Date of Award

Spring 2000

Document Type

Dissertation

Degree Name

Doctor of Philosophy (PhD)

Department

Computational Analysis and Modeling

First Advisor

Ben Choi

Abstract

The purpose of this study is to investigate one of the most interesting areas in computational fluid dynamics. The content of this paper is divided into three parts. The first part is the orthogonal grid generation. The second part is the non-reflecting boundary condition in curvilinear coordinates. The third part is parallel computation by Message Passing Interface.

The grid generation method is presented by solving elliptic partial difference equations. The elliptic grid generation method is based on the use of composite mapping, which consists of a non-linear algebraic transformation and an elliptic transformation. The elliptic transformation is based on the Laplace equations for the domains or on the Laplace-Beltrami equations for surfaces. The algebraic transformation maps the computational space one-to-one onto a parameter space, and the elliptic transformation maps the parameter space one-to-one onto the domain or the surfaces. The composition of these two mappings is a differentiable and one-to-one, which has a non-vanish Jacobian. Finally, some complicated test examples are given. Computation results show that the grids generated by these methods are smooth and orthogonal. The grid quality meets our requirement for high accuracy numerical simulation.

Numerical methods for time-dependent hyperbolic systems require time-dependent boundary conditions when the system is solved in a finite domain. The “correct” boundary conditions are crucial in solving such a system. The non-reflecting boundary conditions based on the Navier-Stokes equations have been derived for curvilinear coordinates. High order scheme is used to discretize the non-reflecting boundary conditions. Several examples of non-reflecting boundary conditions are tested. The results are compared with the reference method based on extrapolation or Rieman invariants. It is found that this non-reflecting boundary condition is much more accurate and effective than the tradition methods used to impose boundary conditions.

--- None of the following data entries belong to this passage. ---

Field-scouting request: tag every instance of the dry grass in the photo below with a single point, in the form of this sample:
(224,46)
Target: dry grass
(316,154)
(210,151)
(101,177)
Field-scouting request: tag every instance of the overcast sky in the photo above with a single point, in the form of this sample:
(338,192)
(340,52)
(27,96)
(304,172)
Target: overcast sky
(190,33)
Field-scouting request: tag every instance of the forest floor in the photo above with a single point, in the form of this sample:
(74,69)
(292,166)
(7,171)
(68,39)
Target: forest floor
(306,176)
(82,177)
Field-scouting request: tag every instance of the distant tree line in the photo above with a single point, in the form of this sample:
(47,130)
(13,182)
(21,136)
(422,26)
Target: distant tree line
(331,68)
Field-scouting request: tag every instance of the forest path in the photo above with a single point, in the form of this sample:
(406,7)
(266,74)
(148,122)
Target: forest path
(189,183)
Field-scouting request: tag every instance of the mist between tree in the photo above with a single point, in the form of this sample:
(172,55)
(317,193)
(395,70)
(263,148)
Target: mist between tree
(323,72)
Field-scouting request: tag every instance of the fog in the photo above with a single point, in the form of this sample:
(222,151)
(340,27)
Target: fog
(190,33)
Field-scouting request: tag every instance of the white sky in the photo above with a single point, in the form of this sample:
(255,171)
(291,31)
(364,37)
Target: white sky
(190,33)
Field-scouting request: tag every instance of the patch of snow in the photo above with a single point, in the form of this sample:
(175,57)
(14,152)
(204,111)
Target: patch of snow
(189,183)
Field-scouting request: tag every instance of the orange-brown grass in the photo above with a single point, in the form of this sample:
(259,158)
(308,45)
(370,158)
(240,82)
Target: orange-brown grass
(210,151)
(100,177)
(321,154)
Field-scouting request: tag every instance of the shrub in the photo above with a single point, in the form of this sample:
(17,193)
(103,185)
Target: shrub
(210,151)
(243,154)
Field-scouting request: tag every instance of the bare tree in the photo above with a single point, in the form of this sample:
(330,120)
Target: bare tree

A parallel spatial direct numerical simulation code is developed to simulate the spatial evolving disturbances associated with the laminar-to-turbulent transition in a compressible boundary layer. MPI (Message Passing Interface) is employed to parallelize all processes for a distributed memory parallel computer. Explicit time-stepping is used in the DNS code on IBM/SP2 to simulate the flow transition. The machine-dependent phenomenon, which is always being considered as a problem for parallel computation, is successfully avoided. A fundamental breakdown on a flat plate boundary layer transition at Mach 0.5 is then studied using this code. The results demonstrate the optimistic future of MPI to direct numerical simulation.